Because fans can get closer to NBA players than in other pro sports, the NBA is going to have to take a stand here and make it clear that there is a zero-tolerance policy for throwing things at or otherwise physically provoking players. Sanctions on the Detroit Pistons organization are also in order, because it is the home team's responsibility to keep their fans in line. Aside from the moral imperative to protect your employees from psychotic fans, NBA players are a huge investment and the NBA needs to protect that investment.

Even with physical provocations by fans, Artest, Stephen Jackson and Jermaine O'Neal had no business going after fans. While Artest's anger was understandable, he should have let security take care of it. Artest would have been completely justified had he decided to file a lawsuit against fans who were throwing beverages. And while the second fan Artest got into a fight with had absolutely no business on the court, O'Neal was completely out of line in punching him. O'Neal is 6'11" and 242 pounds, and could have done serious damage with that punch.

Jackson, O'Neal and Artest are all paid millions of dollars, and they can expect to be treated poorly by fans, They chose a profession where they are likely to be hated by people they perform for. While nothing excuses the fans' actions, part of the deal that goes along with multimillion dollar contracts and worldwide fame is an understanding that you have to hold yourself to a higher standard than people who are not professional athletes.

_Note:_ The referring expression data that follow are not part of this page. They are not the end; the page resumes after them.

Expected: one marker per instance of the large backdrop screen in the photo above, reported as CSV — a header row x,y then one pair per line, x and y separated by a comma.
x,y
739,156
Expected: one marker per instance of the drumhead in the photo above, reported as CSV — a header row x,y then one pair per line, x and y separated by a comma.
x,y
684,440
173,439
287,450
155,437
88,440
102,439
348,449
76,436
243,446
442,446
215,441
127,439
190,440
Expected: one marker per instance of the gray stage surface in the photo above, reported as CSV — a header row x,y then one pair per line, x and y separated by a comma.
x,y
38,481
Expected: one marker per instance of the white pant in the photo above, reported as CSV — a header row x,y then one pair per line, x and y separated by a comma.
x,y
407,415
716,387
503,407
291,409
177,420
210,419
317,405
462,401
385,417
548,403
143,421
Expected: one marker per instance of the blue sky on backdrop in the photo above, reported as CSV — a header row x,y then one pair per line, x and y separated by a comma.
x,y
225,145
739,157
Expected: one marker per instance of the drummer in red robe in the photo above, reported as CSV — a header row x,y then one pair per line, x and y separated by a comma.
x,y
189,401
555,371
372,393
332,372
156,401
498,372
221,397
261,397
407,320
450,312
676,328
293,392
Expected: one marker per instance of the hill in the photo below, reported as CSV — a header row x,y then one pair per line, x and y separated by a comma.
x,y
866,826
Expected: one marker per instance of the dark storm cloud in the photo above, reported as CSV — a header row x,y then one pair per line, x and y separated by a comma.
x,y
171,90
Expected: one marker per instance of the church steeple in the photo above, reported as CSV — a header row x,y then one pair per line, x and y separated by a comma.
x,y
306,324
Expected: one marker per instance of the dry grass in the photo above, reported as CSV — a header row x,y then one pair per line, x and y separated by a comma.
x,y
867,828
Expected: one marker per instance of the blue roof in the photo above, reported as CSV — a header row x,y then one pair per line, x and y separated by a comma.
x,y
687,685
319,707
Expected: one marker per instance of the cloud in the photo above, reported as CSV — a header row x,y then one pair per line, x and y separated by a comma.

The NBA should take a look at their alcohol policies. While no one expects NBA games to be alcohol-free, having fans get drunk and lose their inhibitions makes for a powder keg. The league could, for example, limit the number of "adult beverages" and enforce the limitations with a ticket given to fans as they go in. Vendors could be trained to recognize signs of intoxication and be given the power to make judgment calls on whom to deny alcohol.

There will be serious consequences for this melee, as there should be. The most important question the league should be asking itself is this: "How do we make sure this doesn't happen again"?